Savigliano, il dirigente scolastico dell'Istituto Cravetta-Marconi scrive ai suoi studenti

"L’occasione è quella di riuscire ad avvalorare quanto di formativo si possa compiere fra le mura domestiche confidando nel fatto che vi saranno tempi nuovi in cui l’evento indesiderato tornerà a lasciare posto alla scuola, alle relazioni umane, alle attività ludico-sportive, alle frequentazioni, alle amicizie"

Savigliano, il dirigente scolastico dell'Istituto Cravetta-Marconi scrive ai suoi studenti

Cari Studenti dell’Istituto “Cravetta-Marconi” di Savigliano,

sono trascorse ormai diverse settimane dall’avvio della sospensione delle lezioni a causa del Coronavirus tuttavia non si riesce ancora a prevedere quando potrete riprendere la frequenza regolare presso le vostre classi. La circostanza è fonte di inquietudine e preoccupazione in primo luogo per le ragioni salutistiche sul suolo nazionale e non solo , nonché per tutte le conseguenze che potranno derivare sul piano economico, culturale e sociale. Molte abitudini quotidiane di ciascuno giungono ad essere interrotte non per volontà propria. Ci si trova a dover modificare e a

limitare le nostre condotte in virtù dello stato di emergenza che ci pervade: l’uscita da questo profondo “tunnel” tarda ad arrivare. Il fatto di non poter più svolgere il dovere quotidiano come studenti presso le aule scolastiche ed i laboratori, insieme ai compagni ed ai docenti, senza dubbio vi pone qualche interrogativo e vi fa desiderare la ripresa della normalità: le relazioni umane di ogni giorno sono venute meno in un attimo, quantunque esistano lo smartphone , la chat ed i social in uso avvertite l’assenza di quei confronti e scambi diretti in aula che giorno per giorno vi fanno

crescere. Vi sono dei limiti che purtroppo dobbiamo sapere accettare per il bene comune anche quando ciò è oneroso.

Data la congiuntura, va da sé che l’osservanza delle disposizioni nazionali debba essere patrimonio di ciascuno di voi: vi viene richiesto di rimanere a casa per contenere la diffusione del virus.

Quantunque sia difficile in considerazione dell’età e delle relazioni attive, non possiamo concederci sconti poiché ne va della nostra salute e di quella degli altri.

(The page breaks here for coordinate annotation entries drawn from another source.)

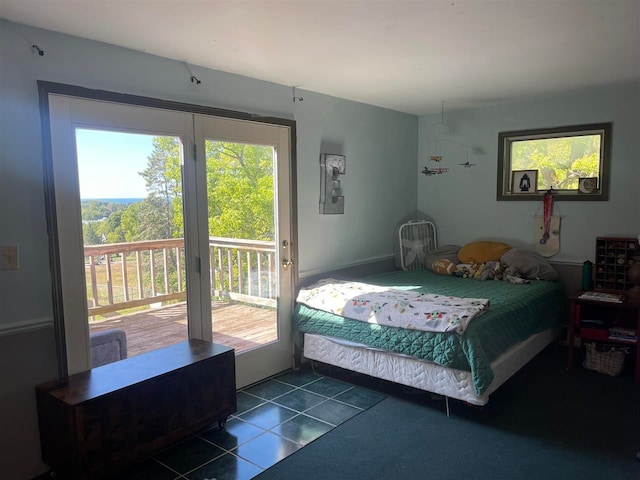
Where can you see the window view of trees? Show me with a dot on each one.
(559, 161)
(240, 189)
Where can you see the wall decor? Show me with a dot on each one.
(331, 198)
(524, 182)
(587, 185)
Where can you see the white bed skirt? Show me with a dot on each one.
(421, 374)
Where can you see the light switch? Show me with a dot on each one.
(9, 257)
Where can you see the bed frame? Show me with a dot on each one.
(421, 374)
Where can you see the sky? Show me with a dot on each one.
(109, 162)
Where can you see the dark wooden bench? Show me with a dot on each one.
(97, 422)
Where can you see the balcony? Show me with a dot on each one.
(140, 287)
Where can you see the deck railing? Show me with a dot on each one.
(126, 275)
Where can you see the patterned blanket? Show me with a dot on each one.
(397, 308)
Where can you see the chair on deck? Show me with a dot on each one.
(107, 346)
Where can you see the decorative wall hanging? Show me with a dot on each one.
(439, 131)
(331, 198)
(547, 228)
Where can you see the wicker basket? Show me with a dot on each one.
(604, 358)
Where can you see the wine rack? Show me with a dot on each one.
(614, 257)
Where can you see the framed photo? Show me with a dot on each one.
(524, 182)
(587, 185)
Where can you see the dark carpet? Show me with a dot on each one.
(544, 423)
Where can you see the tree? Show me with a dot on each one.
(559, 161)
(240, 190)
(160, 214)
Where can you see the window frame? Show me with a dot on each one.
(506, 139)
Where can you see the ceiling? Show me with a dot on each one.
(408, 56)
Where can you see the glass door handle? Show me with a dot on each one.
(287, 263)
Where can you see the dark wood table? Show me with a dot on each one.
(95, 423)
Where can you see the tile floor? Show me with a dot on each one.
(275, 418)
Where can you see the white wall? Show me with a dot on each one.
(463, 202)
(380, 145)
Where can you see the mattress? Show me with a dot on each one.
(516, 313)
(424, 375)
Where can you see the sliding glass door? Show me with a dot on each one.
(166, 220)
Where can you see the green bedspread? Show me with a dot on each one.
(516, 312)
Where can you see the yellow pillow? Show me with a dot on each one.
(443, 266)
(480, 252)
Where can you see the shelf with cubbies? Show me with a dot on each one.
(614, 258)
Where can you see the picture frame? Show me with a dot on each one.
(587, 185)
(524, 182)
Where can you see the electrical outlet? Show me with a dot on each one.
(9, 257)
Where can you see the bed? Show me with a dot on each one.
(522, 319)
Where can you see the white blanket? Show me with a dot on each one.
(397, 308)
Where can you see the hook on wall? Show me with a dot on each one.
(38, 49)
(195, 80)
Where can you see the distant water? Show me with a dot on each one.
(113, 200)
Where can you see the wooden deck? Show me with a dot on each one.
(235, 325)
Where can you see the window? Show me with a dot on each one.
(573, 161)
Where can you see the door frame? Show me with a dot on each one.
(47, 88)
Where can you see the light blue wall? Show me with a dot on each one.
(463, 202)
(380, 189)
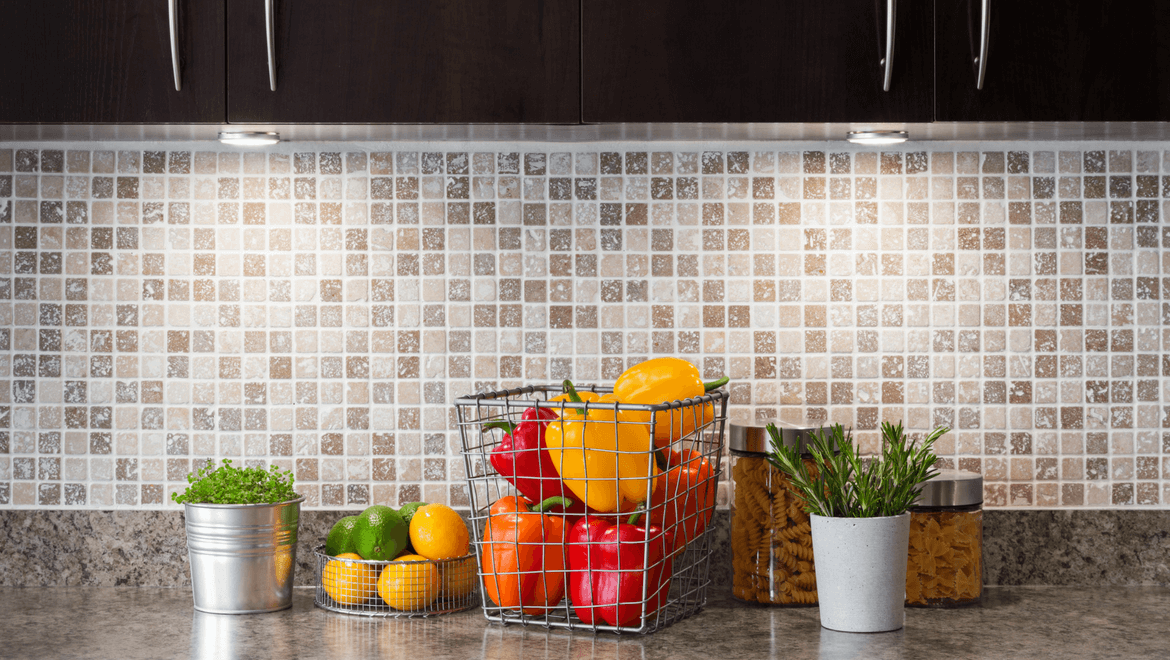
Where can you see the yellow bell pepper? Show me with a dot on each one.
(661, 380)
(586, 444)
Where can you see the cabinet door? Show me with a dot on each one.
(1054, 61)
(406, 61)
(776, 61)
(109, 61)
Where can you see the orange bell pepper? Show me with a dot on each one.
(662, 380)
(683, 497)
(517, 571)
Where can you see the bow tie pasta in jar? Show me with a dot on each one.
(944, 566)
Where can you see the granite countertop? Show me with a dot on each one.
(126, 623)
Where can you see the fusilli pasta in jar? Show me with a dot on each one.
(771, 540)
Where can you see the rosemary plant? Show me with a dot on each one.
(848, 486)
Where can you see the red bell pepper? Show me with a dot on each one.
(611, 565)
(523, 459)
(683, 497)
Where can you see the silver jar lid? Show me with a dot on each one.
(952, 488)
(754, 438)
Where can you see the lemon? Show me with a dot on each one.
(458, 577)
(438, 533)
(406, 585)
(349, 583)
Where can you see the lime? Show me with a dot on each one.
(379, 534)
(341, 537)
(407, 510)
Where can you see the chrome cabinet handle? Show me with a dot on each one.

L’occasione è quella di riuscire ad avvalorare quanto di formativo si possa compiere fra le mura domestiche confidando nel fatto che vi saranno tempi nuovi in cui l’evento indesiderato tornerà a lasciare posto alla scuola, alle relazioni umane, alle attività ludico-sportive, alle frequentazioni, alle amicizie e via discorrendo.

La Scuola tutta viene condizionata dall’evento globale: ci si ritrova con un percorso scolastico interrotto nel cuore del 2° quadrimestre 19_20, con un graduale ed assillante prolungamento dei tempi di sospensione delle attività didattiche che non abbiamo mai sperimentato ma che sono necessari per la salvaguardia della salute di ciascuno, bene prezioso. Per far fronte alla situazione venutasi a creare, il nostro Istituto si è attivato con la didattica a distanza, utilizzando la piattaforma

G-Suite per continuare a mantenere quel contatto formativo con gli studenti, fornendo lezioni e materiali, ricreando la situazione di classe virtuale per riuscire a condividere contenuti, percorsi, esercitazioni, immagini così da consentire a ciascuno la possibilità del sentirsi in qualche modo “a scuola” pur rimanendo nel proprio domicilio. L’uso del Registro elettronico rappresenta un costante riferimento per la comunicazione fra docenti, alunni e famiglie: occorre prestare attenzione a quanto viene di volta in volta comunicato.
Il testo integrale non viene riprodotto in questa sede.